Also a bad thing: the coop still needs a CEO... but now all the financial risk falls onto the workers, who are too busy... well, doing actual work... to attend board meetings or take part in power struggles and politicizing... leaving the coop in the hands of a few with very little stake in how it does in the future.
(source: I've seen a coop split from a business, they first got swindled out of ALL their capital by a crooked CEO and friends, because nobody else cared about checking the books... then refinanced by asking all workers to chip in from their savings... and shortly after, went down completely, leaving everyone without their investment, job, or savings)
but now all the financial risk falls onto the workers
Wasn't financial risk on the workers already? It's not shareholders who will be fired first, and it's not workers who will keep their income.
to attend board meetings or take part in power struggles and politicizing...
Not like that don't happen already, except only to tell workers how they don't deserve being paid.
I've seen a coop split from a business, they first got swindled out of ALL their capital by a crooked CEO and friends, because nobody else cared about checking the books... then refinanced by asking all workers to chip in from their savings... and shortly after, went down completely, leaving everyone without their investment, job, or savings
With regular corporations it happens more often.
because nobody else cared about checking the books
Sadly "outside of politics" propaganda was too strong.
Wasn't financial risk on the workers already?
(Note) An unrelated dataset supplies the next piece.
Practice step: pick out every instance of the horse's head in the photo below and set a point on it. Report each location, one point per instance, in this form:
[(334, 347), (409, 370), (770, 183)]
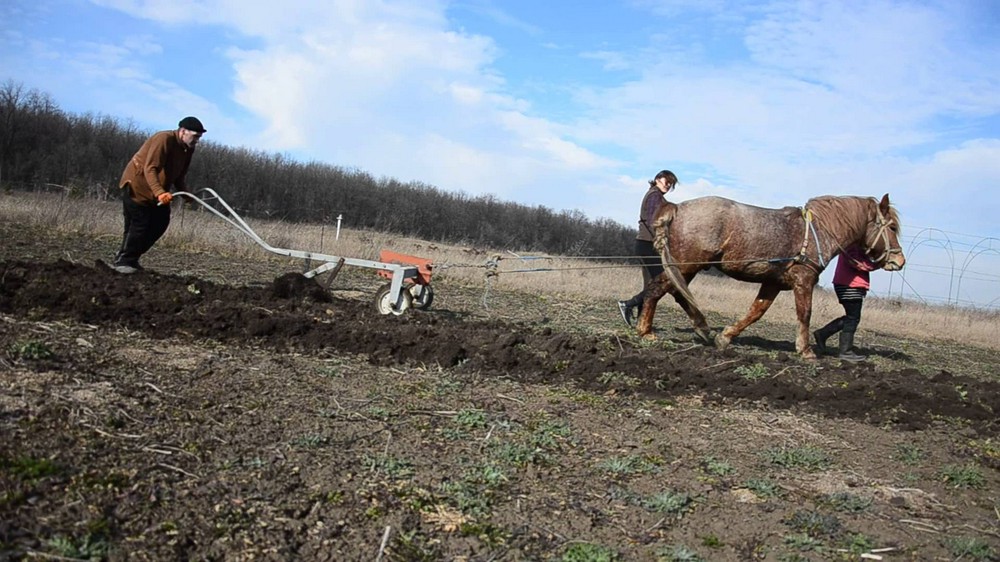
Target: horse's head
[(882, 237)]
It's not shareholders who will be fired first, and it's not workers who will keep their income.
Nope:
Workers risk losing however much they've worked since their last paycheck (pro tip: never work month after month without getting paid)
Shareholders risk loosing ALL their investment when nobody wants to buy the shares (it's a thing, shares go to $0 and you get jack shit)
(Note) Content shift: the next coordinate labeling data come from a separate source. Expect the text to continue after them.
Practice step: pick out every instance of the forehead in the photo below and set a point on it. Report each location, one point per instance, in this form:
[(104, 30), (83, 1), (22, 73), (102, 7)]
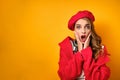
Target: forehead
[(83, 21)]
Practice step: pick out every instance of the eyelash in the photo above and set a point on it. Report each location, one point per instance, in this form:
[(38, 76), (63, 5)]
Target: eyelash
[(78, 27), (88, 27)]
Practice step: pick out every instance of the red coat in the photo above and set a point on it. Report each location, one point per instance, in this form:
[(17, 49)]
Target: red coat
[(71, 65)]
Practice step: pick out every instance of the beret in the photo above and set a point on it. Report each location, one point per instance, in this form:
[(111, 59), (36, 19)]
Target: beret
[(79, 15)]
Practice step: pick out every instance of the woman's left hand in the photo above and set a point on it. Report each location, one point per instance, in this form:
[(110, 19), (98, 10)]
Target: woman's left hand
[(86, 44)]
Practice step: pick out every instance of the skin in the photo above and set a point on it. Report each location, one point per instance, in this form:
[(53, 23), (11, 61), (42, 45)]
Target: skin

Coop worker-shareholders... run BOTH risks at once!
Power struggles and politicizing at the board/shareholder level, are not to tell workers how much they'll get paid (the whole board agrees that it's "as little as possible), it's to see who can kick whom harder in the nuts. Shareholders usually have shares in more than a single company at once, so they try to push the company policy towards benefitting their other companies instead of letting others push it to benefit theirs.
As a simple worker, you don't need to worry about that; just work your 8-to-5, make sure to get paid (unionize, go to strike, by all means), then go home.
As a coop worker-shareholder, you need to worry about it all... but most workers are not prepared and don't want anything to do with it, making them end up getting kicked in the nuts the hardest. Often right before losing their jobs.
With regular corporations, board members can focus full time on not getting kicked in the nuts, while trying to kick everyone else in the nuts; they don't have some other 8-to-5 job to distract them.
Sadly "outside of politics" propaganda was too strong.
If only. There was also a "spend all money by year's end so we don't have to pay taxes on dividends" propaganda. Guess who got left without any dividends? That's right, the worker-shareholders. And who got to decide how to spend all that money? The CEO.
Seriously, I'm all for the ideal of having everything be a coop, everyone to be equal and self-employed... but IRL, I've spent years warning people, a couple friendly lawyers kept warning people, even the notaries kept warning them... but there was just no way to get anyone to listen.
Except it's worse than that. GM paid their CEO 22 million in 2021 which broken across the employees would equate to an extra $173-4 USD that year or $2-3 per week.